This book is a collection of articles written by some of the leading experts in vision research and approaches object categorization from two distinct (human and computer vision) perspectives. The preface provides a historical background of how the editors organized generic object recognition workshops at IEEE Conference on Computer Vision and Pattern Recognition and IEEE Conference on Computer Vision over a span of ten years and how that effort resulted in the preparation of this book. The editors also discuss their rationale for having a flat organization with interleaved computer and human vision articles in order to preserve an overall integrative theme binding different pieces of work into a comprehensive book. Contrary to the organization of the book, the authors of this review decided to separate discussion on human vision and computer vision chapters to maintain coherency in their review.
Chapter 1 offers an excellent overview of the changing paradigms, challenges, emphasis, and scope of object-recognition research over the last several decades. The author takes the readers on a historical trip while discussing evolution of approaches from coarse 3-D geometrical shapes (1970s), more sophisticated CAD models (1980s), appearance-based recognition (1990s), and local representations (2000s). The chapter also discusses the evolving roles of shape, structure, visual grouping, object-to-scene mapping, and 3-D models with respect to object recognition.
The discussion on human vision is marked by a few defining themes that focus on: (i) framework for human vision, (ii) detailed working of the human visual system, (iii) adaptation of the visual system with age (and differential development in people with disabilities), and (iv) roles of senses, conditioning, and memory in visual recognition. In our review, we attempt to group discussion of chapters by themes wherever possible.
Chapter 4 gives an epistemological view of object recognition and discusses the roles of context and conceptual knowledge in vision. The author’s main criticism is the inherent assumption in vision algorithms that an image can be completely interpreted by a finite set of concepts or objects. Chapter 8 introduces interface theory, an interesting theory inspired from Darwin’s natural selection. The author argues that unlike conventional vision theories, perception is best treated as a user interface between an organism and the objective world. The author elaborates on the role of vision in animal and insect lives in the light of the proposed theory.
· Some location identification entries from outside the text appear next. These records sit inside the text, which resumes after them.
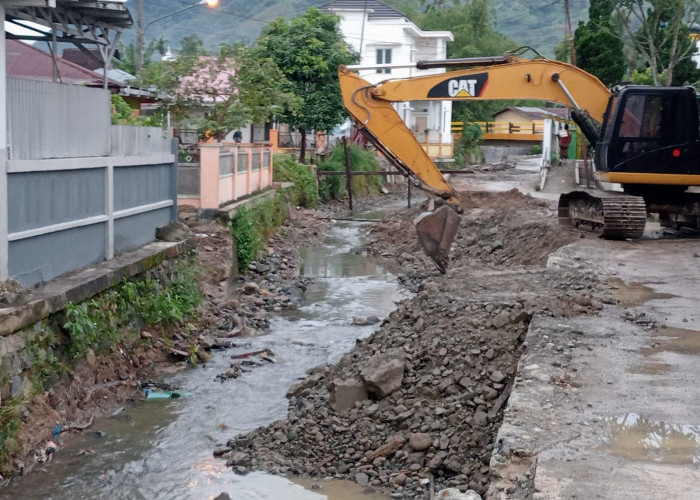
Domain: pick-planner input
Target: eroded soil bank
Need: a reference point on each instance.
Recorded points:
(416, 406)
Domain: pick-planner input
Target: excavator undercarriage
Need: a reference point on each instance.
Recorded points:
(613, 216)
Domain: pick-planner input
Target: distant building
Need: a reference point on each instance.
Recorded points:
(388, 43)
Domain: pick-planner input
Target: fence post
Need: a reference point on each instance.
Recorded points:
(348, 171)
(173, 178)
(269, 169)
(209, 175)
(249, 169)
(261, 166)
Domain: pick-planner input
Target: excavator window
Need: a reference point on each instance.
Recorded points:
(648, 121)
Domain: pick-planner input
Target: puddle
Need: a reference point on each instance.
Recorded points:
(650, 368)
(678, 340)
(337, 489)
(637, 438)
(635, 294)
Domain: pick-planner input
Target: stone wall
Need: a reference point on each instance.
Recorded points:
(32, 343)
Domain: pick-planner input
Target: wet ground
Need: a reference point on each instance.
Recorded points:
(619, 390)
(162, 449)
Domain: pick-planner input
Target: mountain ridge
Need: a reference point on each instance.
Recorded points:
(529, 23)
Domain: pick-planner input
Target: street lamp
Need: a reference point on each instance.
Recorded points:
(141, 30)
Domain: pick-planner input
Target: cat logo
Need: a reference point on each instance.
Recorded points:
(461, 88)
(456, 88)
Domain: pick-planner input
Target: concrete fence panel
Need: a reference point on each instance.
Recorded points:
(49, 120)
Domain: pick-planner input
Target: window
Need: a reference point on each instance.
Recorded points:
(384, 57)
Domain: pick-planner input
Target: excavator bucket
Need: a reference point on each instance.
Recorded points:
(436, 231)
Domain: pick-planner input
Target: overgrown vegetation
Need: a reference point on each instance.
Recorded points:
(332, 187)
(467, 148)
(252, 227)
(304, 193)
(97, 324)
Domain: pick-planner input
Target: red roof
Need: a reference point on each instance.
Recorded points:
(26, 61)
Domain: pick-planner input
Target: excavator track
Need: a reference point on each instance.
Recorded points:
(613, 216)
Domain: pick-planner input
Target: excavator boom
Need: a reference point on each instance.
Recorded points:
(370, 107)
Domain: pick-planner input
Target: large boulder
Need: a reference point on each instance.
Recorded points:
(345, 393)
(383, 373)
(455, 494)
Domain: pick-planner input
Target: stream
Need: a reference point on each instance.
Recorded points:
(162, 449)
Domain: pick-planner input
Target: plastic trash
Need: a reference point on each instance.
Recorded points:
(165, 394)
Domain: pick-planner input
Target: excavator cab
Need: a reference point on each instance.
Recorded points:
(649, 136)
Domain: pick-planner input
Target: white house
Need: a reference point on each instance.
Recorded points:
(389, 43)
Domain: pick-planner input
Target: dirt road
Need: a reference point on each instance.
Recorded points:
(591, 343)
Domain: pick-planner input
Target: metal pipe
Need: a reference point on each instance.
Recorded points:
(557, 79)
(464, 62)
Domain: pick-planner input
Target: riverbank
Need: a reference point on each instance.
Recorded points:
(232, 306)
(418, 404)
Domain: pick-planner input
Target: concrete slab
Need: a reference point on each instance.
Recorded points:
(84, 283)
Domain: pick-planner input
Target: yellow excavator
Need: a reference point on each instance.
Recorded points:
(645, 138)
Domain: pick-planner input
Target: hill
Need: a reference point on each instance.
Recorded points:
(540, 25)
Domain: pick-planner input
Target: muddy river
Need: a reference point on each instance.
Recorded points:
(162, 449)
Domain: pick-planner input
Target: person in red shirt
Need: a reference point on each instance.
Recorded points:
(564, 140)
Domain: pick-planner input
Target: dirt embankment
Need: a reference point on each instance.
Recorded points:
(98, 384)
(417, 405)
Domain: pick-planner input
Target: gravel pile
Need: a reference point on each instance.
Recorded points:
(417, 405)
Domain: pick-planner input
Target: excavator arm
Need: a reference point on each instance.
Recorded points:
(497, 78)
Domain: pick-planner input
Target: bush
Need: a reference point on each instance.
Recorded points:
(332, 187)
(246, 237)
(10, 424)
(95, 324)
(304, 193)
(252, 227)
(468, 145)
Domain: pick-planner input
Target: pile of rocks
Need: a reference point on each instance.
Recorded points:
(417, 405)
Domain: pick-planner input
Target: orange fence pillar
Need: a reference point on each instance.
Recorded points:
(209, 175)
(275, 139)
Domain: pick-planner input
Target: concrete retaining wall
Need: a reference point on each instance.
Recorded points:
(30, 334)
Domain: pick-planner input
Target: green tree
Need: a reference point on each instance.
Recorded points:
(309, 50)
(472, 26)
(127, 54)
(599, 44)
(233, 88)
(658, 32)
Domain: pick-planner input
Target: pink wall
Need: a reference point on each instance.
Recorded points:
(217, 188)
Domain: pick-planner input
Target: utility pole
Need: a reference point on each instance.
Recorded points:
(138, 64)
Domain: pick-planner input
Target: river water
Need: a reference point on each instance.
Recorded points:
(162, 449)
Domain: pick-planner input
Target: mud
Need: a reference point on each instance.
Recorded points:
(458, 340)
(97, 385)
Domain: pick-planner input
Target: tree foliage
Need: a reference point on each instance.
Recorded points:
(229, 90)
(308, 49)
(658, 31)
(599, 44)
(127, 54)
(472, 26)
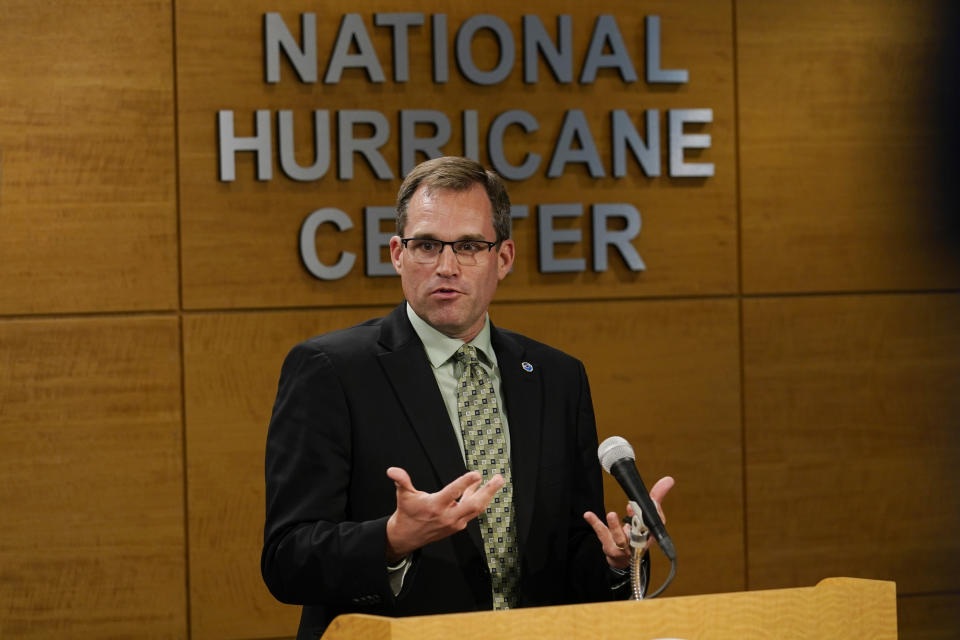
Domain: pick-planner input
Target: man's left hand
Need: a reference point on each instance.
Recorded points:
(615, 536)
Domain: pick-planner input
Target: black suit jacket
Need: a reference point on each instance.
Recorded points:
(354, 402)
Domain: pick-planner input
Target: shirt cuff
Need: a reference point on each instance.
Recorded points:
(396, 573)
Chapter 2 presents a neuro-computational discussion on object understanding. It is interesting to note that relatively primitive biologically inspired models (mimicking visual cortex V1) perform as well as the state-of-the-art vision algorithms on Caltech 101 dataset. In Chapter 6, the reader finds a thorough presentation of the functional organization of the human visual system. The authors lead us through human neural responses to several diverse object categories and discuss biological implications for algorithmic object recognition. They also demonstrate how the human neural response with respect to recognition adapts with age. Chapter 10 presents evidence for parts-based structural coding in the human brain and emphasizes the importance of reconciliation between biological and computer vision in terms of structural representation of objects. Chapter 12 offers yet greater insights into the working of biological visual systems with discussions of the neuro-computational architecture, categorization evidence from human and monkey experimental data, and a general positivism about productive collaboration between human and computer vision researchers. Chapter 14 links neurological representation of objects and faces with complex natural scenes. In particular, the chapter describes strategies used by the human brain to computationally solve the object invariance problem.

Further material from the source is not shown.